Ms. von Storch and her party are often harshly criticized on the broadcasters’ various satirical shows and entertainment programs, which the AfD believes are slanted left and shouldn’t be produced with mandatory taxpayer contributions.

“Public broadcasting is a relic that has to be abolished,” she said. She doesn’t “voluntarily pay the contributions requested unless I’m put under pressure by a bailiff.”

While the AfD’s political views are usually on the fringe of public opinion, its plank on the public broadcasting tax, known locally as the GEZ, has widespread appeal across the political spectrum.

Many otherwise law-abiding Germans refuse to pay the tax in spite of fines and even jail time. Last year, the agency that collects the GEZ, the Beitragsservice, issued over 25 million nonpayment warnings to approximately 41 million households — a 20 percent jump from 2014.

Introduced under a socialist government in the 1970s, officials initially required only households with televisions or radios to pay the GEZ. But the scope expanded in 2013 when the government began requiring all households and businesses to pony up.

Today, the government rakes in $8.6 billion a year in GEZ fees that comprise 85 percent of the public broadcasters’ funding.

Public broadcasting in the United States receives just a fraction of its annual operating costs from taxpayers — around $445 million a year.
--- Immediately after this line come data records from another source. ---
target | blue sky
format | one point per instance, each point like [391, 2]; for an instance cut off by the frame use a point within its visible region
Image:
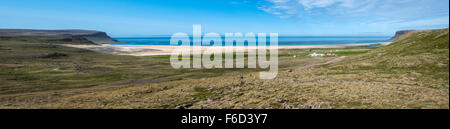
[124, 18]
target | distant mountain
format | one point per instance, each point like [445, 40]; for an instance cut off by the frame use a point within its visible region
[77, 36]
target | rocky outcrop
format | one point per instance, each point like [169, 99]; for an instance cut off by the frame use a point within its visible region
[81, 36]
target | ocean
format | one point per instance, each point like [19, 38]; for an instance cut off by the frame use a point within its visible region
[282, 40]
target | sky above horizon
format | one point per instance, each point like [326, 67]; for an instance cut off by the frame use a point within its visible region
[129, 18]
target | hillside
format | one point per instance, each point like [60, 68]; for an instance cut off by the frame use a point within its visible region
[411, 73]
[56, 36]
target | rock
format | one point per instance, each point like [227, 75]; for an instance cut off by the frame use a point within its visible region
[179, 107]
[188, 105]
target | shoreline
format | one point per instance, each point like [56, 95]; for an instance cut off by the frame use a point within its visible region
[158, 50]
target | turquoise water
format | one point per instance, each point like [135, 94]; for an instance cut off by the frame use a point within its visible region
[282, 40]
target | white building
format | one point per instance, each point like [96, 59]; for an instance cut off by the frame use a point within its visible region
[315, 54]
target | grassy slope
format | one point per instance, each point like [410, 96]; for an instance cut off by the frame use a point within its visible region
[24, 68]
[410, 73]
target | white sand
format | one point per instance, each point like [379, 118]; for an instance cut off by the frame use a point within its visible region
[152, 50]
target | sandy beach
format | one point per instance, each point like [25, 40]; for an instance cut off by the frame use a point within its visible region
[154, 50]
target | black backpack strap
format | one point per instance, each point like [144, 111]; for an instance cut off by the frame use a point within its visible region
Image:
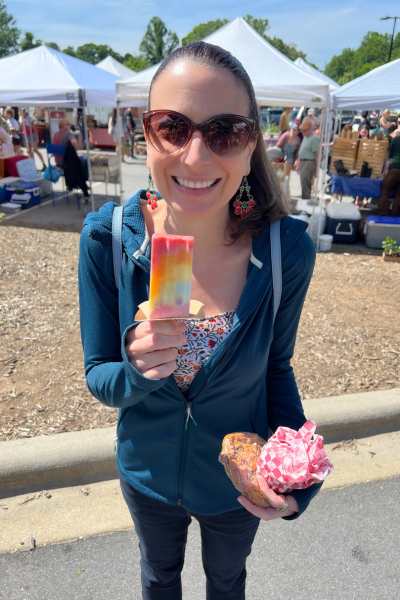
[116, 231]
[276, 263]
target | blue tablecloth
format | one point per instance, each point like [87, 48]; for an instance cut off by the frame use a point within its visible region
[357, 186]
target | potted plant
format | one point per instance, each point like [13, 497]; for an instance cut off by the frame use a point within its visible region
[391, 251]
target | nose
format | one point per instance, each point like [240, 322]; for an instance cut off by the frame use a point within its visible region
[196, 152]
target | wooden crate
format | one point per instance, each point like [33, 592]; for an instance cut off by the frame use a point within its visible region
[344, 149]
[374, 153]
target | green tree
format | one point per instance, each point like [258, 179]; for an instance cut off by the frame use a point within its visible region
[9, 33]
[52, 45]
[94, 53]
[203, 30]
[28, 42]
[372, 52]
[69, 50]
[157, 42]
[259, 25]
[137, 63]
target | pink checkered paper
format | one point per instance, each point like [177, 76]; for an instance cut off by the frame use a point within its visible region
[292, 460]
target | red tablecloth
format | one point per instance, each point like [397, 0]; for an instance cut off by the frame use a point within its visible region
[10, 165]
[101, 137]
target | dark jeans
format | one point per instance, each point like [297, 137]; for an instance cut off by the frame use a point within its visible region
[162, 531]
[307, 170]
[82, 130]
[390, 182]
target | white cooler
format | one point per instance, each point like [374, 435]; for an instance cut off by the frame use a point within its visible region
[343, 222]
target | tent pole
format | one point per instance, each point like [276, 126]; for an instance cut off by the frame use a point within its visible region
[119, 150]
[83, 96]
[25, 134]
[326, 138]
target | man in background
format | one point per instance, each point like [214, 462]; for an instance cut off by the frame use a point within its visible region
[284, 120]
[308, 158]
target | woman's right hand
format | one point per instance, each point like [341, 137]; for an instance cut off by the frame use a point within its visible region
[151, 347]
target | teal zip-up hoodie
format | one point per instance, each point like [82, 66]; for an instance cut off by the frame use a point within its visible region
[168, 443]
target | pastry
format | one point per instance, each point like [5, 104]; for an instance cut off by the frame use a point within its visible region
[239, 455]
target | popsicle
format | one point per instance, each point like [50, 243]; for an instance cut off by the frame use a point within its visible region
[170, 276]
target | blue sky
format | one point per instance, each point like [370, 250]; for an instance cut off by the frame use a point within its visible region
[319, 28]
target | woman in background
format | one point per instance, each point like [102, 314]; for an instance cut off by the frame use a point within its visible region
[113, 129]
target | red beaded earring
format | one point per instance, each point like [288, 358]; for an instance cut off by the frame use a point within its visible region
[150, 194]
[244, 207]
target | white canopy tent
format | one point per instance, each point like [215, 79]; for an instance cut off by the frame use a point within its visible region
[276, 79]
[304, 66]
[111, 65]
[46, 77]
[377, 89]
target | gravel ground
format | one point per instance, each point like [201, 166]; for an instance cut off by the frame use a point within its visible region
[348, 340]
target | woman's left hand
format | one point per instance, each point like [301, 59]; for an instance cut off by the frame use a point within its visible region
[275, 500]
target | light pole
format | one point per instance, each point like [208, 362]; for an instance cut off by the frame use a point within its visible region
[394, 27]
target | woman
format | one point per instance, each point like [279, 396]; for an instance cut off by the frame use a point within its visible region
[14, 129]
[27, 123]
[385, 125]
[113, 128]
[290, 144]
[363, 132]
[170, 430]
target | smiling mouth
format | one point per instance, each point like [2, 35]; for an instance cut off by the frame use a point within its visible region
[195, 185]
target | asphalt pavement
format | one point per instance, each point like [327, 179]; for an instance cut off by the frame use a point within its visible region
[345, 546]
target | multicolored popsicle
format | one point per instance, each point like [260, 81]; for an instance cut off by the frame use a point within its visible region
[170, 276]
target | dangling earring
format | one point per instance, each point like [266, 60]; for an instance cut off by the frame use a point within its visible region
[150, 194]
[244, 207]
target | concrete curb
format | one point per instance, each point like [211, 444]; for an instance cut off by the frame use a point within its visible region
[84, 457]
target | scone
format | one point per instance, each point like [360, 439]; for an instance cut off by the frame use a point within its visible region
[239, 455]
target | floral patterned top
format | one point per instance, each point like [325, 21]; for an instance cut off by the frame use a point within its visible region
[203, 336]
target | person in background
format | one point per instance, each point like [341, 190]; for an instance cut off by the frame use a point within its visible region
[5, 138]
[365, 121]
[15, 129]
[386, 126]
[308, 158]
[391, 181]
[27, 124]
[311, 117]
[290, 144]
[363, 132]
[61, 138]
[284, 121]
[113, 129]
[129, 123]
[81, 125]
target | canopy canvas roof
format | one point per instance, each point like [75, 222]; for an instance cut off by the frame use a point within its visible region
[276, 79]
[304, 66]
[111, 65]
[377, 89]
[44, 76]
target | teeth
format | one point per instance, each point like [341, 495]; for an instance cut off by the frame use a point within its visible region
[195, 184]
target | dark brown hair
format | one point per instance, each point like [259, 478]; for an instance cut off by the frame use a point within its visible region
[271, 203]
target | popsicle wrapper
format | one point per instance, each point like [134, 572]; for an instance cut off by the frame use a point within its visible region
[293, 460]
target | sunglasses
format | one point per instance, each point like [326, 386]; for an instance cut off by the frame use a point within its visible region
[226, 136]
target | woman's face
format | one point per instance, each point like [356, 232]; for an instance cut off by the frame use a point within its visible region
[200, 93]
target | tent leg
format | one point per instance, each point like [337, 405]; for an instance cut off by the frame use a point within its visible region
[87, 150]
[119, 151]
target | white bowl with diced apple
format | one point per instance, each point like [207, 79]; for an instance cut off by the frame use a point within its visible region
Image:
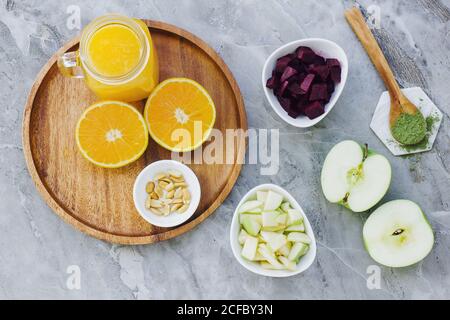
[270, 234]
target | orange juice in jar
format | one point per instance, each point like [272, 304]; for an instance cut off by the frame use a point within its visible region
[116, 58]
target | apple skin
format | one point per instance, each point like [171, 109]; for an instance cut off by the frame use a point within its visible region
[425, 220]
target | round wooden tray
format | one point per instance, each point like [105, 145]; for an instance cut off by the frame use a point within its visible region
[99, 201]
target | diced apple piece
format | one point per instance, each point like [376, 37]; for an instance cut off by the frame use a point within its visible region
[242, 236]
[256, 210]
[296, 228]
[249, 205]
[285, 206]
[294, 217]
[250, 225]
[282, 219]
[278, 228]
[285, 250]
[290, 265]
[255, 216]
[269, 218]
[273, 201]
[274, 240]
[261, 196]
[250, 248]
[269, 266]
[298, 249]
[259, 257]
[268, 254]
[299, 237]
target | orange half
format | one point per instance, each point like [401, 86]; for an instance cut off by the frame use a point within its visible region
[180, 114]
[111, 134]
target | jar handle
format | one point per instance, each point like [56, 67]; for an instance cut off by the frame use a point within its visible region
[70, 66]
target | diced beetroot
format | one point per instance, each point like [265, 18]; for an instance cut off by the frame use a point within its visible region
[333, 63]
[335, 74]
[271, 82]
[314, 109]
[305, 54]
[287, 73]
[330, 86]
[283, 88]
[283, 62]
[321, 70]
[306, 83]
[319, 60]
[318, 92]
[301, 77]
[301, 103]
[294, 89]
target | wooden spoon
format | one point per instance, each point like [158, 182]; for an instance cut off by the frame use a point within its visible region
[399, 103]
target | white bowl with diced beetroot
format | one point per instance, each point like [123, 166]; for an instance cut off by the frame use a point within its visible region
[303, 80]
[270, 234]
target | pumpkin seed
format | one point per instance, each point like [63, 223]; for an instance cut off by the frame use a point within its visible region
[150, 187]
[186, 195]
[159, 191]
[154, 196]
[175, 207]
[148, 202]
[170, 194]
[175, 173]
[183, 208]
[180, 184]
[156, 204]
[160, 176]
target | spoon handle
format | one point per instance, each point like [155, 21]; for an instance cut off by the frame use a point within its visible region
[357, 22]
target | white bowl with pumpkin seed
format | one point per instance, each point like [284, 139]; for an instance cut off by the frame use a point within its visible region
[166, 193]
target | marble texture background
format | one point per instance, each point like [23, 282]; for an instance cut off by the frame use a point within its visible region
[36, 246]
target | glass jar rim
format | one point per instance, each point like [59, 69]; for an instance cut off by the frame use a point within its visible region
[105, 20]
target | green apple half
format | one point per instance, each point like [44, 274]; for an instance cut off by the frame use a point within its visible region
[355, 176]
[398, 234]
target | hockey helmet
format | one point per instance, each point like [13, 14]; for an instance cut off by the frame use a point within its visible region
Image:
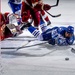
[70, 29]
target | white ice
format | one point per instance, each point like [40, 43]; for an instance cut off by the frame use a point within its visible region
[42, 59]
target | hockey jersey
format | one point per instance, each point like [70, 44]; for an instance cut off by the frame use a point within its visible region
[58, 34]
[15, 5]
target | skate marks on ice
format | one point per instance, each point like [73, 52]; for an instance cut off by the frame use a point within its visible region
[37, 51]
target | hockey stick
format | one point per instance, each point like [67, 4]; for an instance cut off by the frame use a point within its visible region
[55, 4]
[53, 15]
[17, 39]
[17, 48]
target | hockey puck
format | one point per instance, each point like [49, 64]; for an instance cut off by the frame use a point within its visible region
[66, 58]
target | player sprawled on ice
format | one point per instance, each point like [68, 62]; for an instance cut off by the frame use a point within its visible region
[8, 25]
[55, 35]
[15, 6]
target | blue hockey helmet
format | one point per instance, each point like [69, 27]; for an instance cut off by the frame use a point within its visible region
[70, 29]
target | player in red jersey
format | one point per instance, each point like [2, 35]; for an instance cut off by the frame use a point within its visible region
[32, 8]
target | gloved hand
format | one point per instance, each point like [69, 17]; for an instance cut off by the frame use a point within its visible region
[46, 7]
[51, 41]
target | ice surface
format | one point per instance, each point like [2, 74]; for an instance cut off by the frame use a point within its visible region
[42, 59]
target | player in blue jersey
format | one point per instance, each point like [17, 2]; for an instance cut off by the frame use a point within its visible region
[55, 35]
[15, 5]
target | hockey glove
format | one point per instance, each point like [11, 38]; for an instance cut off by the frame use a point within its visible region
[46, 7]
[51, 41]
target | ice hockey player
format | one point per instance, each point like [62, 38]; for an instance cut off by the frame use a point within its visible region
[8, 26]
[15, 6]
[32, 7]
[56, 35]
[43, 14]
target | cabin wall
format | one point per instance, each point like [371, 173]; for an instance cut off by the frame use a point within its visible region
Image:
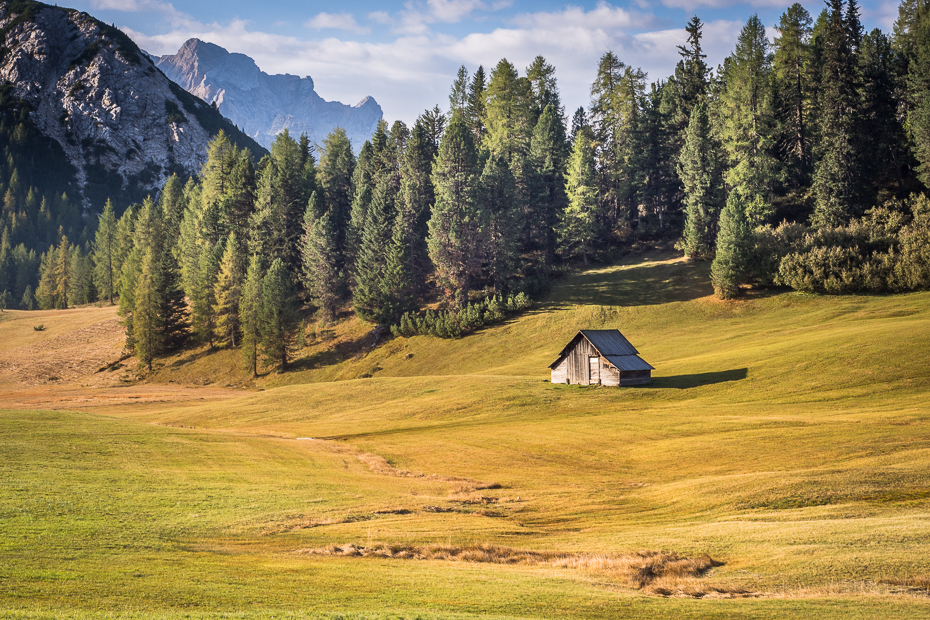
[636, 377]
[577, 365]
[609, 375]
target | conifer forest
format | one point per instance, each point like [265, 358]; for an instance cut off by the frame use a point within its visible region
[801, 161]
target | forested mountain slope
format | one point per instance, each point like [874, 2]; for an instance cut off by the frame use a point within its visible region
[123, 127]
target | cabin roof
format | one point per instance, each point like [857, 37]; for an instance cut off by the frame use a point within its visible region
[612, 346]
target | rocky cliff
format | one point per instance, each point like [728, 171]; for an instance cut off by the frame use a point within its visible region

That amounts to about 15 percent of the industry’s annual $3 billion budget, with the difference made up by donations and other revenue.

Germany’s public broadcasters and proponents of the fees say they are necessary to support independent and diverse journalism and other content in an age of declining ad revenue.

“The public broadcasters make well-balanced programming not only to earn money, but also to inform the public and serve an educational purpose,” said Theresa Isigkeit, 28, a student in Berlin.

Still, many contest the methods used to collect the fees. Households and businesses must file separate transactions every month in addition to annual taxes. “Why don’t they just add something on your normal taxes? It doesn’t make sense,” said Max Kersting, 29, co-founder of a startup in Berlin. “I agree with the fees, but I don’t agree with the execution.”

Around 4.9 million households are facing punitive action for nonpayment. Last year, German officials froze the assets and jailed a “GEZ rebel” for 61 days — an action that has fueled opposition movements like the one led by like Rene Ketterer, owner of an information technology software company in southern Germany.

After clashing with the Beitragsservice for refusing to pay the GEZ, Mr. Ketterer decided to take action. He formed an online forum and protest group after the Beitragsservice paid him a visit for nonpayment on his car radio. His online forum now boasts more than 1 million views per month.

The opposition movement isn’t just digital. Thousands have met across Germany — from the southern city of Karlsruhe to Berlin’s hip tech circles — to protest and distribute information and to raise awareness.

Unlike the AfD, Mr. Ketterer doesn’t support completely abolishing the payment. He is looking for a conversation about its necessity, he said. That’s because 30 years ago, when media were analog and expensive to broadcast, Mr. Ketterer supported the GEZ. In the age of the internet, he’s not so sure.

“Do we really need this in the 21st century, when we have so many options for media and television?” he asked. “Everything is available to the public already.”

While television is traditionally one of the most expensive mediums for production, Mr. Ketterer questioned the necessity of the public business model and pointed to the success of the private model for newspapers in Germany.

Germany has one of the most thriving newspaper industries in Europe, with 80 million residents being served by 351 dailies, according to the Federal Association of German Newspaper Publishers. “There aren’t any public newspapers because with the newspapers [a private model] works,” said Mr. Ketterer. “Why shouldn’t it also work with television and radio.”

Meanwhile, dozens of lawsuits piled up in German courts to contest the GEZ and government crackdown for nonpayment. Those cases have drawn the attention of Germany’s Constitutional Court, whose justices are slated to discuss and issue a judgment on the legality of the forced payments by early fall.

Lower courts have ruled that the GEZ is constitutional. But that hasn’t shaken its opponents’ resolve. “We’ll definitely put pressure on the parliament to finally limit the scope of the public broadcasters which have burst their seams,” said Ms. von Storch.